On the content of performance measures |
We have seen many cases of ineffective performance measures. Our 2014 report on the Work Programme found that flawed measures meant the Department for Work & Pensions had to make incentive payments to even the worst performing suppliers. We recommended that it should review whether different groups need different minimum service standards; monitor minimum service standards by group; and gather other standard measures of services. Also, our work on contracted-out health and disability assessments (2016) and on transforming rehabilitation (2016) highlighted the challenges in developing service level agreements that measure quality and the need to understand the trade-offs between quality and other factors when setting the service level agreements. It is important for the Department to gain good information to be able to manage performance, incentivise providers and identify emerging risks.

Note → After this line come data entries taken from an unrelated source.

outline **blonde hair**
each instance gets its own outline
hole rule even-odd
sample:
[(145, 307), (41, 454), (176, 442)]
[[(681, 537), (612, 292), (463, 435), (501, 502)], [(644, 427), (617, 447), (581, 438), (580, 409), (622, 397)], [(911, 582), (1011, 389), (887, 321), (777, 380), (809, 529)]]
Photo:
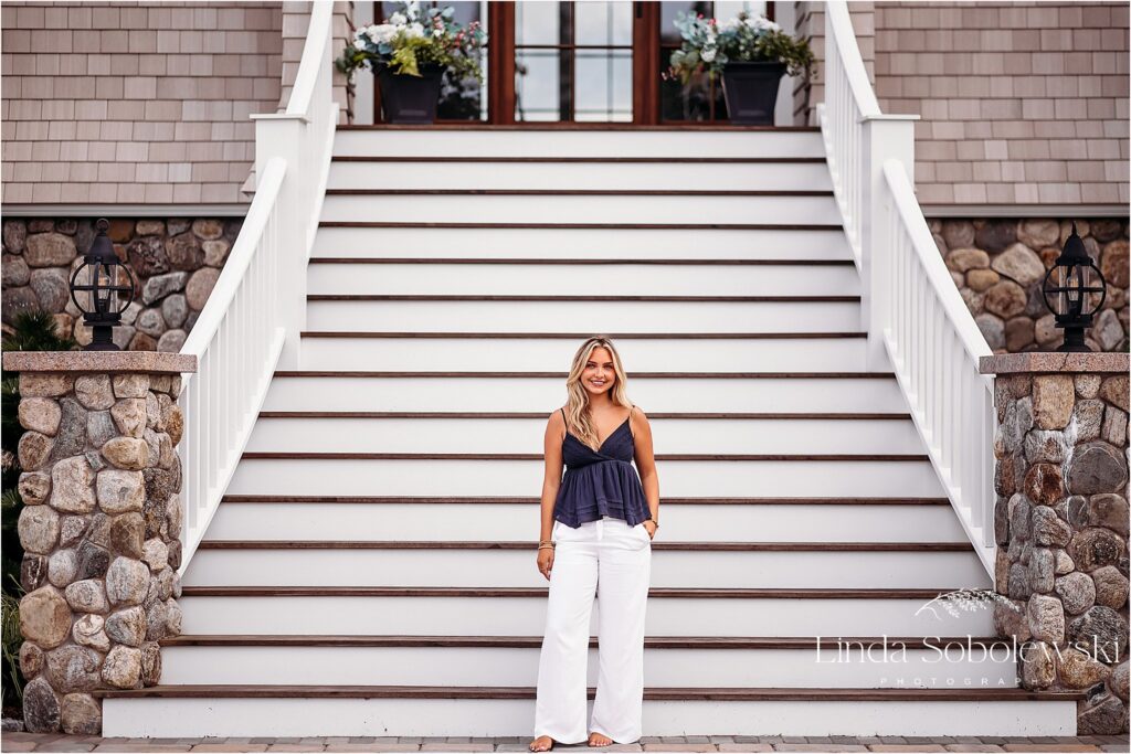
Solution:
[(581, 384), (581, 373), (589, 361), (589, 356), (596, 348), (605, 348), (613, 359), (613, 372), (616, 380), (610, 391), (610, 399), (616, 406), (632, 408), (632, 402), (628, 397), (628, 378), (621, 364), (621, 356), (616, 353), (612, 340), (605, 336), (595, 335), (585, 340), (573, 354), (573, 365), (570, 367), (569, 376), (566, 379), (566, 391), (569, 400), (566, 407), (566, 431), (575, 435), (578, 440), (597, 450), (597, 431), (589, 416), (589, 391)]

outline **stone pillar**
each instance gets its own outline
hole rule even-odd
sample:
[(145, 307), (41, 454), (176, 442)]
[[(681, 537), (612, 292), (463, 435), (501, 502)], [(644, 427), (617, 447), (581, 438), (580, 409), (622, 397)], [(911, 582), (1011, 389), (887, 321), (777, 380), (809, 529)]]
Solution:
[(19, 372), (19, 604), (31, 733), (98, 735), (100, 688), (161, 678), (181, 629), (181, 373), (159, 352), (9, 352)]
[[(1080, 735), (1128, 733), (1125, 353), (987, 356), (995, 374), (994, 625), (1030, 690), (1086, 690)], [(1011, 609), (1013, 608), (1013, 609)]]

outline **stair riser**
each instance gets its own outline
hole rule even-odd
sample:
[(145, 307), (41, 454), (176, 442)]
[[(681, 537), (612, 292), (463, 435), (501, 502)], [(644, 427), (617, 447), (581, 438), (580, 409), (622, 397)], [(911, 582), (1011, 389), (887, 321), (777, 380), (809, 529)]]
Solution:
[[(530, 587), (536, 521), (525, 549), (201, 549), (187, 587)], [(631, 546), (644, 549), (645, 532)], [(679, 536), (677, 534), (674, 536)], [(566, 545), (560, 545), (559, 549)], [(992, 587), (974, 553), (710, 552), (651, 553), (653, 588), (931, 589)], [(599, 593), (599, 590), (598, 590)]]
[(681, 196), (329, 196), (321, 222), (837, 225), (831, 196), (694, 198)]
[[(677, 364), (670, 364), (667, 370)], [(689, 363), (685, 366), (696, 367)], [(562, 405), (561, 376), (521, 378), (276, 378), (265, 410), (538, 411), (549, 416)], [(762, 364), (761, 369), (771, 369)], [(314, 367), (321, 369), (321, 367)], [(369, 366), (362, 369), (371, 369)], [(395, 369), (406, 369), (404, 364)], [(409, 369), (412, 369), (409, 366)], [(476, 371), (486, 371), (480, 364)], [(665, 370), (665, 371), (667, 371)], [(637, 371), (633, 369), (633, 372)], [(646, 411), (879, 411), (906, 413), (907, 402), (892, 378), (638, 378), (629, 374), (629, 395)]]
[[(586, 719), (593, 709), (590, 699)], [(106, 700), (104, 736), (533, 736), (534, 699)], [(645, 736), (1071, 736), (1076, 702), (649, 701)], [(584, 743), (584, 742), (582, 742)]]
[[(705, 176), (710, 176), (709, 182)], [(831, 191), (824, 163), (343, 163), (329, 189)]]
[(311, 255), (688, 259), (705, 245), (711, 259), (852, 259), (840, 228), (321, 227)]
[(821, 135), (805, 131), (339, 131), (334, 156), (396, 157), (820, 157)]
[(311, 330), (553, 332), (829, 332), (860, 330), (860, 302), (312, 301)]
[[(431, 372), (567, 371), (588, 330), (563, 322), (572, 338), (305, 337), (302, 370)], [(607, 330), (606, 330), (607, 332)], [(864, 338), (649, 338), (613, 332), (624, 369), (637, 372), (863, 372)], [(560, 405), (560, 396), (550, 404)]]
[[(411, 250), (407, 252), (411, 255)], [(858, 296), (847, 265), (311, 265), (308, 293)]]
[[(645, 687), (979, 688), (1018, 685), (1009, 647), (976, 661), (962, 641), (938, 649), (901, 649), (877, 641), (871, 657), (839, 647), (815, 649), (645, 649)], [(974, 643), (975, 651), (981, 644)], [(535, 686), (537, 647), (166, 647), (163, 684), (293, 684), (390, 686)], [(589, 649), (589, 686), (597, 685), (598, 650)]]
[[(244, 459), (234, 495), (535, 495), (542, 460)], [(943, 496), (929, 461), (659, 461), (675, 497)]]
[[(653, 419), (650, 425), (654, 445), (666, 453), (907, 453), (921, 442), (910, 417)], [(545, 431), (545, 418), (260, 418), (248, 450), (530, 453), (542, 452)]]
[[(537, 502), (224, 503), (211, 539), (519, 541), (538, 534)], [(658, 540), (967, 541), (949, 505), (719, 504), (663, 501)]]
[[(534, 569), (533, 563), (528, 565)], [(955, 584), (956, 587), (958, 584)], [(924, 599), (650, 597), (650, 636), (992, 636), (992, 610), (924, 608)], [(202, 597), (185, 595), (184, 634), (530, 636), (545, 597)], [(923, 608), (923, 609), (921, 609)], [(599, 635), (595, 600), (589, 635)], [(917, 614), (916, 614), (917, 613)]]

On changing performance measures mid-contract |
Changes to performance measures during a contract have been rare but we have seen good practice:
• The Ministry of Defence told us that it considers reviewing key performance indicators for each contract every year. As part of this exercise, it reduced 140 key performance indicators to eight on a facilities management contract after considering whether the benefits of this change outweighed the costs and risks of the process. The Department told us that it is also looking to renegotiate a current estates management contract because the effort of measuring performance outweighs the benefit it gets from measurement.
• On the Work Programme (2014 report), the Department for Work & Pensions changed the way that it approached performance measurement two years into the scheme in response to the difficulty of monitoring and enforcing minimum service standards. It was able to get a better oversight of performance and provide better incentives to suppliers as a result.
• We found the Home Office's contract for Yarl's Wood immigration removal centre (2016 report) distracted the teams from what mattered - the Department is now reducing the number of key performance indicators from 120 to around 30.